The Trust’s first go at putting its new knowledge into practice began in the early 1990s with a pond creation project in a 5 ha field owned by Thames Water, sandwiched between Farmoor Reservoir and the River Thames. Thanks to colleagues at the Environment Agency, the Trust was able to design a mosaic of ponds with clean water, different depths and permanence, and wide drawdown zones. Pinkhill Meadow is now a nationally important Flagship Pond site and the best monitored pond site in the country. This Oxfordshire site was also the inspiration for many thousands of new ponds that have been created across the UK as part of the Trust’s ongoing Million Ponds Project: helping anyone to bring wonderful clean water habitats back into our countryside with the help of the Pond Creation Toolkit.

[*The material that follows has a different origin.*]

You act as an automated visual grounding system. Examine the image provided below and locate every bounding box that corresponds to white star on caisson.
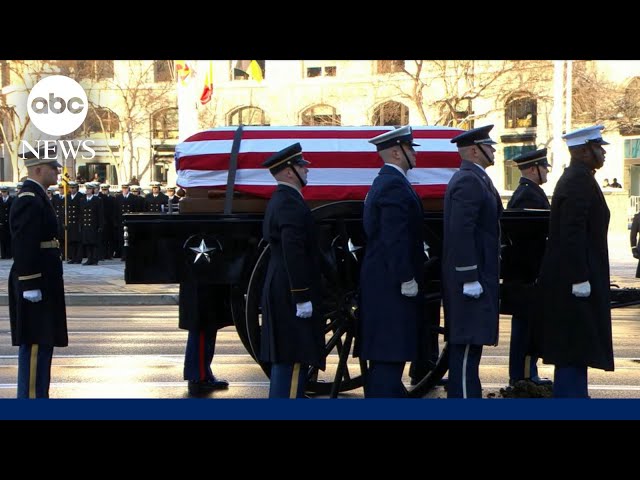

Over the last decade, the Freshwater Habitat Trust has continued to work with many partners to study, create and manage ponds both across the UK. Recent initiatives include PondNet, a national pond surveillance programme to keep an eye on changes in pond quality and the status of rare plants and animals, and Flagship Ponds, working with communities to ensure that our best ponds and the rare wildlife they are home to, have a secure future.
Increasingly the Trust’s focus has also widened – now the Trust spends almost as much time working with streams, ditches and rivers as ponds. There’s still no lack of challenges however. Indeed, after thirty years of passionate study and advocacy, the Trust is looking forward to setting a course for the next thirty years.